Plans to Repeal Obamacare Continue

Congress Republicans Take Steps to Repeal Affordable Care Act

Republicans in Congress have advanced plans to repeal the Affordable Care Act, otherwise known as “Obamacare,” through  budgetary resolutions passed on Jan. 12 and 13.

Thirteen of California’s Republican representatives voted in favor of a resolution to repeal parts of the Affordable Care Act. Of the thirteen, four are based in Orange County: Ken Calvert (R-42), Mimi Walters (R-45), Dana Rohrabacher (R-48) and Darrell Issa (R-49). The only California Republican in the House not to vote in favor of the repeal was Tom McClintock. (R-4).
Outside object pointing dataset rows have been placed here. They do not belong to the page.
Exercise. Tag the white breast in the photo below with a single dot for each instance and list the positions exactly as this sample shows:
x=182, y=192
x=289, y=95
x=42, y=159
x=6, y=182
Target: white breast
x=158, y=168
McClintock was one of nine Republicans in the House of Representatives that voted with Democrats against the measure, though the nine had varying reasons for voting against the resolution. Pennsylvania representative Charlie Dent rejected the resolution because he believed the that there was no clear plan to replace the ACA yet. Michigan representative Justin Amash rejected the resolution over concerns about government spending, as the resolution was a part of the broader budget guidelines for this fiscal year. Like Amash, Kentucky Senator Rand Paul voted against the resolution over spending concerns.

Still, by a vote of 51-48 in the Senate and 227-198 in the House of Representatives, both chambers of Congress passed budget resolutions that set the stage for large portions of the Affordable Care Act to be removed through a process known as “budget reconciliation.”

Budget reconciliation allows Congress to remove parts of the ACA that relate to government spending or taxation. This effectively ended portions of the Affordable Care Act, but not all of it.  

This initial process does not repeal the portion of the act which prevents companies from denying coverage to people with pre-existing conditions, or the portion that allows young people to remain on their parents’ insurance plans until the age of 26. Removing provisions like those would require that the Affordable Care Act be fully repealed by a vote.

A full repeal and replacement of the Affordable Care Act unrelated to the budget would require 60 votes in the Senate, meaning that Republicans would need to seek the support of some Democrats in the Senate given that Republicans only have a 52-seat majority.

The major issues facing Republicans now are the timing of a repeal and what a possible replacement would look like. The actual process of repealing could take weeks or months, while the implementation of a new plan could begin as early as next year, depending on how the repeal is written. Changes are unlikely to take effect this year because contracts have already been signed and regulations set in place.   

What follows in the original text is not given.